Because both men are owners of vibrant, colorful personalities, it seemed natural that people expected them to be preoccupied with entertainment and accommodation. Instead, Jones was an antagonist of the media, while Silva meets his criticism with self-assured indifference.

All these qualities underscore promotional, financial realities. Jones, while the most brilliant boxer of his generation, struggled to become bankable in the era of lucrative stars like Oscar De La Hoya, Felix Trinidad and a waning Mike Tyson. He had to headline events in nontraditional sites like Mississippi, Louisiana and Indiana due to meager drawing power.

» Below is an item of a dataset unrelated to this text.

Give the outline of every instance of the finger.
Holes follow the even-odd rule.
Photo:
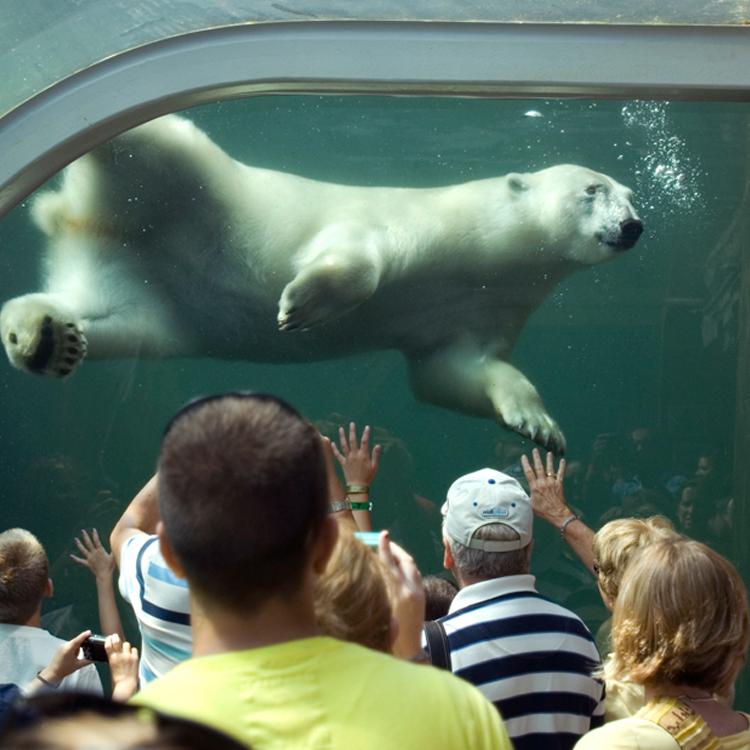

When Jones finally graduated from HBO telecasts to pay-per-view, results were weak, such as the 125,000 buys his bout with Eric Harding did.

Naturally, this is the reality Silva now faces, fighting in cities like Cincinnati, Chicago and Montreal, where Zuffa looks to cash in on the city's hunger for MMA rather than Silva’s starpower. Not surprisingly, Silva has been only mediocre on pay-per-view, only drawing reported buyrates between 300-350,000 -- virtually the basement for non-European UFC pay-per-views.

I am not sure what this all means, apart from being an intriguing case study. Jones was able to assuage criticism by eventually moving to heavyweight to take a title belt from much-maligned champion John Ruiz, becoming a four-division titlist. I do think that challenges at 205 pounds would motivate Silva and fans alike, though I'm not sure he has a ready-made foil quite like Ruiz. Georges St. Pierre would provide an epic bout for MMA, but unlike Ruiz, nobody wants to see St. Pierre disappear.

However, regardless of whom Silva's next opponent turns out to be, his bizarre obsession with fighting Jones won't diminish. That insistence amidst such critical turbulence is fascinating. For me, Silva's attachment to Jones recalls a passage from Albert Camus' “L'Etranger.” The intelligent, honest and misanthropic protagonist Meursault awaits his execution, and suddenly realizes that his only true companion is the world's indifference toward humanity.

“I opened myself to the gentle indifference of the world,” he says. “Finding it so much like myself -- so like a brother, really -- I felt that I had been happy and that I was happy again.”

For Meursault, finding the only other essence that understands him brings him peace. I can only wonder if Anderson Silva somehow sees his own completeness in Roy Jones Jr., however bizarre and farcical it may be.